Wesley Foundation aids Tech students
Campus ministry offers
place to stay, pray after
April 16 shooting spree
United Methodist News Service
The Virginia Tech Wesley Foundation offered a safe haven for students immediately after the deadly April 16 shooting spree on the Blackburg campus.
The Wesley Foundation became a spiritual hub for grief and prayer as the campus community began to come to grips with the deaths of 33 people.
“It has been helpful to come here and talk about this together,” said Amanda Rader, a senior civil engineering major at Virginia Polytechnic Institute and State University. “It is starting to set in how real this is.”

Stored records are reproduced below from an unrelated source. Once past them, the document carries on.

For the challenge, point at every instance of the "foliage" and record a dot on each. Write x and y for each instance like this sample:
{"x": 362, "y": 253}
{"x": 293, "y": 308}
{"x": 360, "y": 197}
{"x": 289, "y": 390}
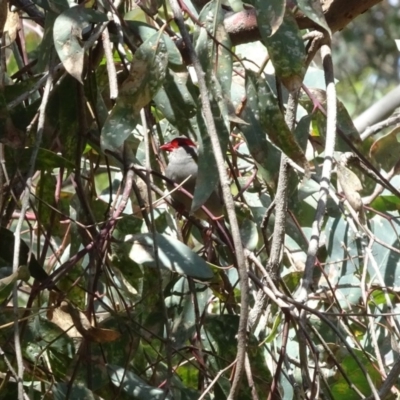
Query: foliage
{"x": 107, "y": 292}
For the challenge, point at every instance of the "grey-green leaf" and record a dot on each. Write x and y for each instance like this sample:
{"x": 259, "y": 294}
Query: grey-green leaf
{"x": 172, "y": 255}
{"x": 146, "y": 77}
{"x": 67, "y": 34}
{"x": 133, "y": 385}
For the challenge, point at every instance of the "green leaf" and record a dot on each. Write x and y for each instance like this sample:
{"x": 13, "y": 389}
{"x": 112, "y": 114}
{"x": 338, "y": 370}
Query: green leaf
{"x": 67, "y": 34}
{"x": 73, "y": 390}
{"x": 287, "y": 52}
{"x": 175, "y": 100}
{"x": 313, "y": 10}
{"x": 173, "y": 255}
{"x": 385, "y": 150}
{"x": 7, "y": 241}
{"x": 146, "y": 77}
{"x": 133, "y": 385}
{"x": 145, "y": 32}
{"x": 7, "y": 283}
{"x": 269, "y": 15}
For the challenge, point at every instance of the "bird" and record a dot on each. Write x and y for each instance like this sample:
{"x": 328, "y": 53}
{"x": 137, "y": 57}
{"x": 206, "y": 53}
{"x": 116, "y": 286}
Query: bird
{"x": 182, "y": 167}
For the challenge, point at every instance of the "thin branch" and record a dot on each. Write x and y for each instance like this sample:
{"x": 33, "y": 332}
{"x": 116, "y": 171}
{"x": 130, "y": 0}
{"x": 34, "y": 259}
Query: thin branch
{"x": 371, "y": 130}
{"x": 326, "y": 172}
{"x": 111, "y": 71}
{"x": 228, "y": 200}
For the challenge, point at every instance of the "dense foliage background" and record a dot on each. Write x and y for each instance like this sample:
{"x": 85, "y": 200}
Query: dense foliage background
{"x": 106, "y": 292}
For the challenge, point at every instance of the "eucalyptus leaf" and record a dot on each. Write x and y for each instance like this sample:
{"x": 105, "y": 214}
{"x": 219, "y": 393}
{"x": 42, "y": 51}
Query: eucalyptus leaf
{"x": 133, "y": 385}
{"x": 67, "y": 34}
{"x": 146, "y": 77}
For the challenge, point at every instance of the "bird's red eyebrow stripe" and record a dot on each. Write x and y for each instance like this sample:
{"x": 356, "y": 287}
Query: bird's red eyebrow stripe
{"x": 177, "y": 142}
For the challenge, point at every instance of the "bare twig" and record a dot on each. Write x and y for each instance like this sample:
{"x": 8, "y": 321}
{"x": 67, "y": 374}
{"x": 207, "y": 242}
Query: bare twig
{"x": 371, "y": 130}
{"x": 326, "y": 172}
{"x": 228, "y": 200}
{"x": 17, "y": 233}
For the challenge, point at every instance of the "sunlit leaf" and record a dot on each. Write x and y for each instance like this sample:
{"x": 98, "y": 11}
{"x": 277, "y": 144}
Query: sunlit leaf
{"x": 313, "y": 10}
{"x": 287, "y": 52}
{"x": 172, "y": 255}
{"x": 385, "y": 150}
{"x": 67, "y": 33}
{"x": 133, "y": 385}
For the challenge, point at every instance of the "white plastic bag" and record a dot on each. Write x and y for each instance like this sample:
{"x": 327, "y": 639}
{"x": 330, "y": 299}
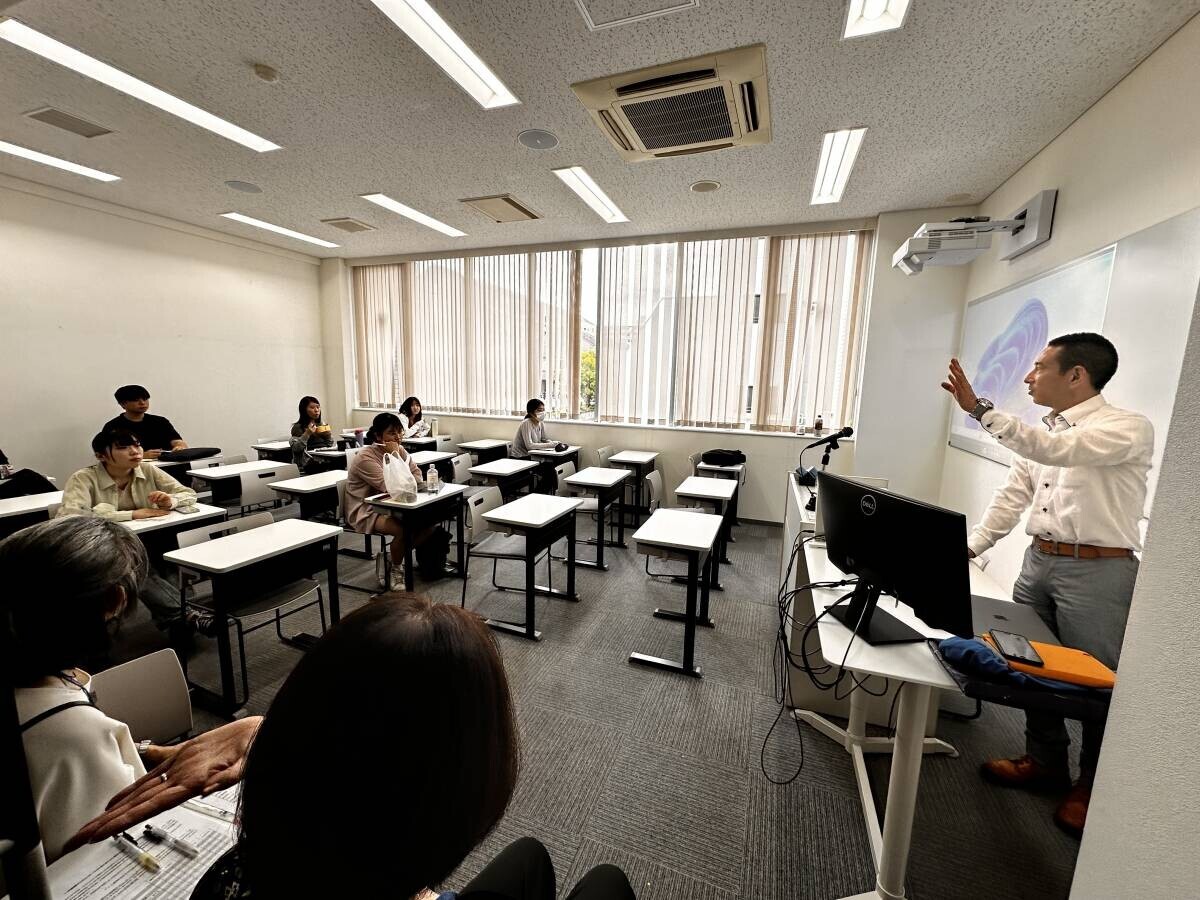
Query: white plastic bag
{"x": 397, "y": 478}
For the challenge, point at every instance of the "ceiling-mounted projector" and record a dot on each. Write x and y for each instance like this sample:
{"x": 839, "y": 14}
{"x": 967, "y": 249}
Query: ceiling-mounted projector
{"x": 963, "y": 240}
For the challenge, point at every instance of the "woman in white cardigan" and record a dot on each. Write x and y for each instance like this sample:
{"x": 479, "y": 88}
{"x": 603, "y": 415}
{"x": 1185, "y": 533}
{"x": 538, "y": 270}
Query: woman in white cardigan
{"x": 66, "y": 581}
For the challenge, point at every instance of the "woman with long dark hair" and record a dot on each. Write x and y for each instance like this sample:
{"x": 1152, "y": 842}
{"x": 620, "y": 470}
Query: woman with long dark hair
{"x": 309, "y": 433}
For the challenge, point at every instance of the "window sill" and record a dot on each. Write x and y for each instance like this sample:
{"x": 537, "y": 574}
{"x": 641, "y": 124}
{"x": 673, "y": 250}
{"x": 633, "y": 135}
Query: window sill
{"x": 807, "y": 435}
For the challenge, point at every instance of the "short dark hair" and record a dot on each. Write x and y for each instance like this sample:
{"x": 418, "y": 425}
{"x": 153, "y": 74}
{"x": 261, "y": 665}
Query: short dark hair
{"x": 60, "y": 586}
{"x": 129, "y": 393}
{"x": 412, "y": 700}
{"x": 117, "y": 437}
{"x": 1093, "y": 352}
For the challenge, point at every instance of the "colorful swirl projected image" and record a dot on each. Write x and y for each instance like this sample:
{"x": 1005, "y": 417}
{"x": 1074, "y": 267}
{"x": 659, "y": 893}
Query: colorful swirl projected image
{"x": 1009, "y": 357}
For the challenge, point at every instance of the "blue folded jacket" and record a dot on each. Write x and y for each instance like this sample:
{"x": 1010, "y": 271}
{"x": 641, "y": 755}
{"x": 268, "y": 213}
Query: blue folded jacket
{"x": 978, "y": 659}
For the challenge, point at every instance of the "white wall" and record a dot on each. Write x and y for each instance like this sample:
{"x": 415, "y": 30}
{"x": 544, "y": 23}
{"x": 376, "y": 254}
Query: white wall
{"x": 1132, "y": 161}
{"x": 225, "y": 333}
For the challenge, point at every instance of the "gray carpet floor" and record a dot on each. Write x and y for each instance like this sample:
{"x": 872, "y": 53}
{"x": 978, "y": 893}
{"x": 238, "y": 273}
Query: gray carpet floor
{"x": 661, "y": 774}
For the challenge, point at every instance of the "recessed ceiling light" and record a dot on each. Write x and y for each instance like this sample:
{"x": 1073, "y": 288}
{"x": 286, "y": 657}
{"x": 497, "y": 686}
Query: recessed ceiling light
{"x": 46, "y": 160}
{"x": 838, "y": 154}
{"x": 538, "y": 139}
{"x": 244, "y": 186}
{"x": 869, "y": 17}
{"x": 580, "y": 181}
{"x": 400, "y": 209}
{"x": 430, "y": 31}
{"x": 277, "y": 229}
{"x": 57, "y": 52}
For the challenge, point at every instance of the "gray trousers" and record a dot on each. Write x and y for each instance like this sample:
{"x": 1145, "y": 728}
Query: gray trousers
{"x": 1085, "y": 603}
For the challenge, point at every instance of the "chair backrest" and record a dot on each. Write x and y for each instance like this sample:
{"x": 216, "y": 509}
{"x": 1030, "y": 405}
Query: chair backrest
{"x": 483, "y": 502}
{"x": 461, "y": 465}
{"x": 256, "y": 485}
{"x": 149, "y": 694}
{"x": 654, "y": 490}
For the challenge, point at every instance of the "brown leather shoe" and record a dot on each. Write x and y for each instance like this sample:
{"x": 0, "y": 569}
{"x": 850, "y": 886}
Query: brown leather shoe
{"x": 1072, "y": 813}
{"x": 1025, "y": 772}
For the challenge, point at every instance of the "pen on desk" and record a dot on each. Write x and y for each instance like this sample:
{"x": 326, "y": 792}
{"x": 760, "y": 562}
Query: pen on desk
{"x": 179, "y": 846}
{"x": 130, "y": 847}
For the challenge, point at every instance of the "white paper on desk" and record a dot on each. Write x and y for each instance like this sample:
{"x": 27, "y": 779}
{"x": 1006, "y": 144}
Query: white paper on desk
{"x": 101, "y": 871}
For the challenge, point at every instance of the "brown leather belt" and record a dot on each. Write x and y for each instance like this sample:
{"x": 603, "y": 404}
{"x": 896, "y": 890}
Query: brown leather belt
{"x": 1080, "y": 551}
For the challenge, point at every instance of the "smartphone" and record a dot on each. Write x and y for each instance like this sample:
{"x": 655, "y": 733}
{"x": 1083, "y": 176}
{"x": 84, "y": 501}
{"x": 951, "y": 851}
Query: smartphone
{"x": 1015, "y": 648}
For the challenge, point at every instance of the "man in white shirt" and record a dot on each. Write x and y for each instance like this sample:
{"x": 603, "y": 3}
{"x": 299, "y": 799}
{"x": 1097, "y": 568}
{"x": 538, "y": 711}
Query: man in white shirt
{"x": 1084, "y": 474}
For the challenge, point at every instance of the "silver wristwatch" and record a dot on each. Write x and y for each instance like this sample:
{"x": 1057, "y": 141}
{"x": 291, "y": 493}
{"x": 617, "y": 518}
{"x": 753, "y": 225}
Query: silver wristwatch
{"x": 982, "y": 406}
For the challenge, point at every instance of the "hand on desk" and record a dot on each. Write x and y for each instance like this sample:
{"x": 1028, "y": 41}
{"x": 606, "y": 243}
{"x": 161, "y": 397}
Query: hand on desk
{"x": 195, "y": 768}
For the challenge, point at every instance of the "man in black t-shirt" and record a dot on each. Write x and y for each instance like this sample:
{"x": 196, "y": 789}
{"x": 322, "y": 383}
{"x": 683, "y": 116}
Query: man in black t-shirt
{"x": 155, "y": 432}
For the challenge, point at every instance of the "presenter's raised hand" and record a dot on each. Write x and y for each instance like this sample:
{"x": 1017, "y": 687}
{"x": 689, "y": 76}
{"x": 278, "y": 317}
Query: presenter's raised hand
{"x": 958, "y": 385}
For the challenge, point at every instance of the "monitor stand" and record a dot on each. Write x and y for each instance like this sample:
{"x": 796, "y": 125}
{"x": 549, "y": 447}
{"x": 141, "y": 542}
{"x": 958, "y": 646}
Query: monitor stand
{"x": 874, "y": 625}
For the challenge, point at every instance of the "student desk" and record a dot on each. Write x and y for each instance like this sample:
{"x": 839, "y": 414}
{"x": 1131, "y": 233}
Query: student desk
{"x": 429, "y": 509}
{"x": 247, "y": 563}
{"x": 315, "y": 493}
{"x": 485, "y": 449}
{"x": 509, "y": 474}
{"x": 609, "y": 486}
{"x": 641, "y": 462}
{"x": 541, "y": 519}
{"x": 720, "y": 492}
{"x": 424, "y": 459}
{"x": 17, "y": 513}
{"x": 274, "y": 450}
{"x": 921, "y": 675}
{"x": 678, "y": 534}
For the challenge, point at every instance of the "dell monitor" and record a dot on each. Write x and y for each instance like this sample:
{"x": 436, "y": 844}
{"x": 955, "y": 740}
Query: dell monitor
{"x": 895, "y": 545}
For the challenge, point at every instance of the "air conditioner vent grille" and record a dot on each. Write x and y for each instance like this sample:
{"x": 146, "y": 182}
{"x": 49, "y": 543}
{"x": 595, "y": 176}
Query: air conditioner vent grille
{"x": 681, "y": 119}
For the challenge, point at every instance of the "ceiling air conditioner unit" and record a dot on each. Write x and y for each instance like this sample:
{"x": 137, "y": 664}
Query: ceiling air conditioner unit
{"x": 688, "y": 107}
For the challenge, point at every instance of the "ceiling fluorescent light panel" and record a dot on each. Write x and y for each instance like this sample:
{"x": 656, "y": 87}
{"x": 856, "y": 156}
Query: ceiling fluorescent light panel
{"x": 277, "y": 229}
{"x": 47, "y": 160}
{"x": 579, "y": 180}
{"x": 838, "y": 154}
{"x": 430, "y": 31}
{"x": 58, "y": 52}
{"x": 400, "y": 209}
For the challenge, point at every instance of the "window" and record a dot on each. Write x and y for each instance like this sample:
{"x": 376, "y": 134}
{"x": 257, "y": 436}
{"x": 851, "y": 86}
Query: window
{"x": 744, "y": 333}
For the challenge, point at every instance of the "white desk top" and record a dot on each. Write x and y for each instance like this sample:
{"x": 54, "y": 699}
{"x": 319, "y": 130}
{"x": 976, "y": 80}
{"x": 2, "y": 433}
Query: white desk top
{"x": 534, "y": 510}
{"x": 311, "y": 484}
{"x": 203, "y": 514}
{"x": 235, "y": 469}
{"x": 424, "y": 498}
{"x": 905, "y": 661}
{"x": 499, "y": 468}
{"x": 635, "y": 456}
{"x": 598, "y": 477}
{"x": 556, "y": 454}
{"x": 707, "y": 489}
{"x": 244, "y": 549}
{"x": 430, "y": 457}
{"x": 33, "y": 503}
{"x": 709, "y": 467}
{"x": 483, "y": 444}
{"x": 679, "y": 529}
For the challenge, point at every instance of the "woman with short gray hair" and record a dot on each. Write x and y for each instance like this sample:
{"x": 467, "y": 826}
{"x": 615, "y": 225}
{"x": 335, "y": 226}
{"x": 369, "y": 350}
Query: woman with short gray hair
{"x": 66, "y": 582}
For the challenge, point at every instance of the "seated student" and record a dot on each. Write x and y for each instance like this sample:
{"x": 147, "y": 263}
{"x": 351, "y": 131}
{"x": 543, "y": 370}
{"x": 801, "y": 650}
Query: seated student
{"x": 365, "y": 479}
{"x": 424, "y": 773}
{"x": 411, "y": 420}
{"x": 310, "y": 433}
{"x": 155, "y": 432}
{"x": 65, "y": 581}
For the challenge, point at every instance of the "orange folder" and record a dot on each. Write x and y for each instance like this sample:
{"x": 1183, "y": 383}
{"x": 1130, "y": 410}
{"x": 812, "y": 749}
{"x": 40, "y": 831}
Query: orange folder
{"x": 1065, "y": 664}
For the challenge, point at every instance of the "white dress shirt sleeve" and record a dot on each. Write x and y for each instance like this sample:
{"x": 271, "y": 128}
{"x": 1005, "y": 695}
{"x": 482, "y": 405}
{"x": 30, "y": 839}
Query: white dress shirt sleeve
{"x": 1007, "y": 507}
{"x": 1108, "y": 443}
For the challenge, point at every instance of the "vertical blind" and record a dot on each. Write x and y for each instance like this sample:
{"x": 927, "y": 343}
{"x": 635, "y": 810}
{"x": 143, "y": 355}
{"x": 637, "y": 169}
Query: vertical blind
{"x": 761, "y": 333}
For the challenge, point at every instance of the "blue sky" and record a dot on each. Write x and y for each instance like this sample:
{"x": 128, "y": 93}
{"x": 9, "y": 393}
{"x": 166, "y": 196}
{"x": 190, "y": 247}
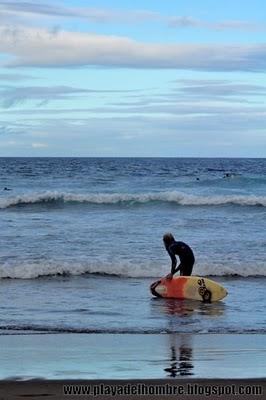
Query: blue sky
{"x": 142, "y": 78}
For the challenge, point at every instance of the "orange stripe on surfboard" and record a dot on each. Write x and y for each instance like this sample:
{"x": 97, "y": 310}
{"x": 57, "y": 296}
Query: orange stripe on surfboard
{"x": 175, "y": 287}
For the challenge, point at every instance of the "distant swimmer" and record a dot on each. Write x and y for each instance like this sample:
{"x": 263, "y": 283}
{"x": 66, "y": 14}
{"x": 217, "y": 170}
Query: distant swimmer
{"x": 183, "y": 251}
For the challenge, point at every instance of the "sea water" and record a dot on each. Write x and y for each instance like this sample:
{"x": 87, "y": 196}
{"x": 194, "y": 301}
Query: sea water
{"x": 81, "y": 241}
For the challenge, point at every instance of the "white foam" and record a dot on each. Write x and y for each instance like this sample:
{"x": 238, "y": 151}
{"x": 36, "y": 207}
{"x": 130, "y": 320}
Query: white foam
{"x": 31, "y": 270}
{"x": 174, "y": 197}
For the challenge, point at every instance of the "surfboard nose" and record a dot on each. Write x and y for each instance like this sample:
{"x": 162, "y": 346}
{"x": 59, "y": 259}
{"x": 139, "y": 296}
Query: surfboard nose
{"x": 153, "y": 288}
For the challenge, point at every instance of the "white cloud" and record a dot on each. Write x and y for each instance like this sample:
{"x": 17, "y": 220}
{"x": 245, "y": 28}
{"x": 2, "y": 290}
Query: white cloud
{"x": 39, "y": 145}
{"x": 41, "y": 48}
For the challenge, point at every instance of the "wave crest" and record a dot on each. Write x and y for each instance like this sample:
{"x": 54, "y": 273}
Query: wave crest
{"x": 120, "y": 269}
{"x": 173, "y": 197}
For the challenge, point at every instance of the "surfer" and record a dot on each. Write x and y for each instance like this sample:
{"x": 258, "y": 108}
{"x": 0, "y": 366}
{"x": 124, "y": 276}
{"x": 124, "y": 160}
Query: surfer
{"x": 183, "y": 251}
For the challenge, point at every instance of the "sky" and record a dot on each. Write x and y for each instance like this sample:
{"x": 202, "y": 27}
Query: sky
{"x": 132, "y": 78}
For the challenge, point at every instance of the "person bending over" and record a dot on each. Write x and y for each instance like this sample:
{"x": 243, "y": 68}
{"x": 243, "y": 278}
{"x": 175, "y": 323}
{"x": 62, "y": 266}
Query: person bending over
{"x": 183, "y": 251}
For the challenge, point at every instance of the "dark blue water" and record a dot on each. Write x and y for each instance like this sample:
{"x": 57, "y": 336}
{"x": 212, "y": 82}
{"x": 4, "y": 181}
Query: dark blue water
{"x": 64, "y": 220}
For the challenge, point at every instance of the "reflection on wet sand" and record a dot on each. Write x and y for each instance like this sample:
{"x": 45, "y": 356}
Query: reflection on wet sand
{"x": 185, "y": 308}
{"x": 180, "y": 356}
{"x": 183, "y": 313}
{"x": 182, "y": 366}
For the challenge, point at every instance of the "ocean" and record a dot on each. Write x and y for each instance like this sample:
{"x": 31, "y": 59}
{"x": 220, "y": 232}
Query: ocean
{"x": 81, "y": 242}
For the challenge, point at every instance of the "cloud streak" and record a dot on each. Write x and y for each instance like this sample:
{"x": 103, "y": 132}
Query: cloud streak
{"x": 24, "y": 9}
{"x": 12, "y": 96}
{"x": 29, "y": 47}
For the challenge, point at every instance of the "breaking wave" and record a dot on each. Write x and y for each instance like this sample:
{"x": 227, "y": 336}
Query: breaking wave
{"x": 172, "y": 197}
{"x": 121, "y": 269}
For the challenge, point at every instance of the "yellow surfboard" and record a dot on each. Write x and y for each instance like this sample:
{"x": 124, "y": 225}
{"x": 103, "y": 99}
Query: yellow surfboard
{"x": 189, "y": 287}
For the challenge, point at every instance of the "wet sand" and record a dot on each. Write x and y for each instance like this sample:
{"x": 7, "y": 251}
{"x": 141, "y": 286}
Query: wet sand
{"x": 38, "y": 366}
{"x": 138, "y": 389}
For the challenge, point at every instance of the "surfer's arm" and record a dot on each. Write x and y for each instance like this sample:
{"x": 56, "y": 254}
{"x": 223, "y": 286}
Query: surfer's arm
{"x": 177, "y": 269}
{"x": 174, "y": 262}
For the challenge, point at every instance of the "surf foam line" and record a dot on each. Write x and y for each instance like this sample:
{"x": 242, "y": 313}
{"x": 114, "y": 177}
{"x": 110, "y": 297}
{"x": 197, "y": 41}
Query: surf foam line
{"x": 38, "y": 329}
{"x": 121, "y": 269}
{"x": 173, "y": 197}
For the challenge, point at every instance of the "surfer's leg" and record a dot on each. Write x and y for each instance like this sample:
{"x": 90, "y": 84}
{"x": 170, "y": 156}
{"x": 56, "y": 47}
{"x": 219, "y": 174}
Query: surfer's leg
{"x": 186, "y": 268}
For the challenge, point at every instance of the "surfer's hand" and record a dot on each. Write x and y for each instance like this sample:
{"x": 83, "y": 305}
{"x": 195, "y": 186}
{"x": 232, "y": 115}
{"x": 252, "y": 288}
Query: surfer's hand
{"x": 169, "y": 276}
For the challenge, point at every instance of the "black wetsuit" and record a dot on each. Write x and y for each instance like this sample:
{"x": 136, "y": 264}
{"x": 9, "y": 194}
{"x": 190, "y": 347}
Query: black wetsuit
{"x": 186, "y": 256}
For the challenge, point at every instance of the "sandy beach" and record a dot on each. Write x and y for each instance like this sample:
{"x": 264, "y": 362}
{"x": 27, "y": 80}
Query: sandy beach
{"x": 147, "y": 389}
{"x": 38, "y": 366}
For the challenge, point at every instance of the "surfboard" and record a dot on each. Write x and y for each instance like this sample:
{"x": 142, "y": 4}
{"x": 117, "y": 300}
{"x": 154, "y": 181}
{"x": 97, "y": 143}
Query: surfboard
{"x": 189, "y": 287}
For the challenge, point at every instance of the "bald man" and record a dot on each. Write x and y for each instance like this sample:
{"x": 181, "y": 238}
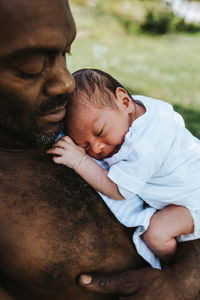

Rader, a member of Mount Olive UMC in nearby Newport, Va., lost a friend in the April 16 shooting.
“I went to high school with one of the students who was killed and actually had a class with him this semester,” she said, softly crying.
Thirty-three people were dead and 15 wounded in the wake of the massacre that ended when the lone gunman killed himself.
The Rev. Glenn Tyndall, United Methodist campus minister at Virginia Tech, said he opened the doors to the Wesley Foundation Center immediately after the shootings so students would have a “warm, comfortable, safe” place.
Visitors shared a prayer service, and about a dozen spent the night in the building, Tyndall said.
“It is becoming more personal with every hour,” Tyndall said, as the names of the dead were being released April 17. None of the students who attend the Wesley Foundation were hurt, but a handful lost close friends.
“That not only affects those individual students but affects those of us who are their friends and co-workers because it personalizes it for all of us,” Tyndall said.
Prayers, encouragement and offers of help were arriving from across the United States to the Wesley Foundation offices. Tyndall said he had heard from other campus ministers that “they were praying for our campus and having services for us.”
A worship service previously planned for April 22 to celebrate Virginia Tech Student Day took on a different tone, said Bishop Charlene Kammerer of the Virginia Conference. She planned to attend the service at Blacksburg UMC, three blocks from the campus.
The bishop asked for prayers for those in ministry on the Virginia Tech campus, including Tyndall.
“They are all tired, but energized by the work before them,” she said. “And they are thankful for the support and prayers they are receiving.”
Tyndall said students and campus staff need prayers more than anything else right now.
Rader said, “It is going to be tough to come back from this.” She said fellowship and community are more important than ever to her and fellow students.
“We need the support of each other and ... just somebody to lean on everyday,” she said.